Борис Лавренёв - Собрание сочинений. т.1. Повести и рассказы
И, как бы в ответ от нее, из глубины моря на горизонте вылетел молниеносно и угрожающе взвился в небо узкий игольчатый сноп голубого света. Он, дрожа и колеблясь, постоял несколько секунд вертикально, прокалывая небо, и, словно скошенный, рухнул вниз и лег вдоль горизонта, захлебываясь и купаясь в зыби.
И одновременно с его падением Тодька, захохотав ревущим смехом, показал пальцем вперед.
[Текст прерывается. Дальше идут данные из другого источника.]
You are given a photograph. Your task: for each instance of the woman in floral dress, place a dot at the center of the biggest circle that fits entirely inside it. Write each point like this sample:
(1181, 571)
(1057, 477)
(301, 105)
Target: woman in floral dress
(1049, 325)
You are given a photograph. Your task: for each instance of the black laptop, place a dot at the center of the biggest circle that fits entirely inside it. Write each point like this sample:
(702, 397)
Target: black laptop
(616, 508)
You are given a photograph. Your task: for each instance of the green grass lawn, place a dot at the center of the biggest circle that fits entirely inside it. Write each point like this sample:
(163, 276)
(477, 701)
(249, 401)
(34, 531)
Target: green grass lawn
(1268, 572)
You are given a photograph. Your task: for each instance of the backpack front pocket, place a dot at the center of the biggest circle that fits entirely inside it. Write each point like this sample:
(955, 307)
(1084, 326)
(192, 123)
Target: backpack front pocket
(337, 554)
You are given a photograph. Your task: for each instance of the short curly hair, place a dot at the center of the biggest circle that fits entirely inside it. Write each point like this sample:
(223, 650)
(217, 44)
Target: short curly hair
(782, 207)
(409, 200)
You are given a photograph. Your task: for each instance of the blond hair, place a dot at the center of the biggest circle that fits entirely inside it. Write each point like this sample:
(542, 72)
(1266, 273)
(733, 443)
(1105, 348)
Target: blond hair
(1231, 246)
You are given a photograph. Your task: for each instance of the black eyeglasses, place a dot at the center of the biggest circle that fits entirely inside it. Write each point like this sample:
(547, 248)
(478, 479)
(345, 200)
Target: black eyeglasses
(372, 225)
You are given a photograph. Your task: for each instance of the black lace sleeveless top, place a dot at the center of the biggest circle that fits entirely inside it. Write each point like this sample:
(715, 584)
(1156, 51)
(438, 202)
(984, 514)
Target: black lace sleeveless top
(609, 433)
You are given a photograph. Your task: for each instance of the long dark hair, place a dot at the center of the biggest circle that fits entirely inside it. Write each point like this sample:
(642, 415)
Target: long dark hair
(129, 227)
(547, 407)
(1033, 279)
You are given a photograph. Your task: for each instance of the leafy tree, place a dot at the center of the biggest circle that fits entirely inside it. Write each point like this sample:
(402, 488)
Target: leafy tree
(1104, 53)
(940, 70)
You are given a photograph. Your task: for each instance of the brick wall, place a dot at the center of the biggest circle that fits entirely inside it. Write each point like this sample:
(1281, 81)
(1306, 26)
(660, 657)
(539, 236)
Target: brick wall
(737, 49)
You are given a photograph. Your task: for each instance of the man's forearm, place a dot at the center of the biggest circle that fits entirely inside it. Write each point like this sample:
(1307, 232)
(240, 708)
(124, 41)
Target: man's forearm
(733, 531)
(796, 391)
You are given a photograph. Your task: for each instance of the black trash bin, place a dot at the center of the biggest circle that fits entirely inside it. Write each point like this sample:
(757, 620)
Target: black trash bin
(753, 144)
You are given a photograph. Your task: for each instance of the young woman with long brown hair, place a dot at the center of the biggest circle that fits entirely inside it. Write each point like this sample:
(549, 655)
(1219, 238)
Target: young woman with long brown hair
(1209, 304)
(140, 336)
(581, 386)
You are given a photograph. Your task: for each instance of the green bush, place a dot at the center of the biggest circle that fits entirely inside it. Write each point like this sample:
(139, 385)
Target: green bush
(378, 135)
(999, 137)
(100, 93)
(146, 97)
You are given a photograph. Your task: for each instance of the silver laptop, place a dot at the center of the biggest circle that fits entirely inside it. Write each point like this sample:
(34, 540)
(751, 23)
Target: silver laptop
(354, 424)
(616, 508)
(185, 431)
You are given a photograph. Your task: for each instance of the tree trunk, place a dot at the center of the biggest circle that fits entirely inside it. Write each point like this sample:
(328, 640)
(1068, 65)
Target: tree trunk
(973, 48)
Вдалеке, в волнах, то вспыхивая, то погасая, немного влево от носа баркаса, замигал огонек.
— Херсонесский, — сказал Христо, — в самый раз. Два цаса ходу. Лись бы не заметил.
Голубой сноп, покупавшись в волнах, так же мгновенно погас, как и вспыхнул.
Тьма наплыла еще более густая и душная.
Модест Иванович, свернувшись, полулежал на дне, боясь выглянуть.
Он не мог бы сказать, сколько времени прошло с тех пор, как погас страшный голубой сноп. Для него не было больше времени — был только безмерный опустошающий испуг перед темнотой и таившейся в ней, подстерегающей опасностью.
Вдруг он услыхал оживленный говор.
Рыбаки кинулись к борту. Модест Иванович решился подняться и поглядеть в темноту, по ничего не увидел.
— Что там, Христо? — спросил он с замиранием сердца.
— Берег, барба. Скоро дома будем. Клява увидис, — засмеявшись, ответил Христо.
Модест Иванович жалко вздохнул и снова свернулся калачиком. Он с болью вспомнил о Клаве. Захотелось скорей очутиться рядом с ней на прочной и понятной земле.
Баркас валко подбросило, шальная волна окатила Модеста Ивановича, он вскочил, отряхиваясь. И, словно только и подстерегая эту минуту, голубой сноп вспыхнул в море совсем близко от баркаса.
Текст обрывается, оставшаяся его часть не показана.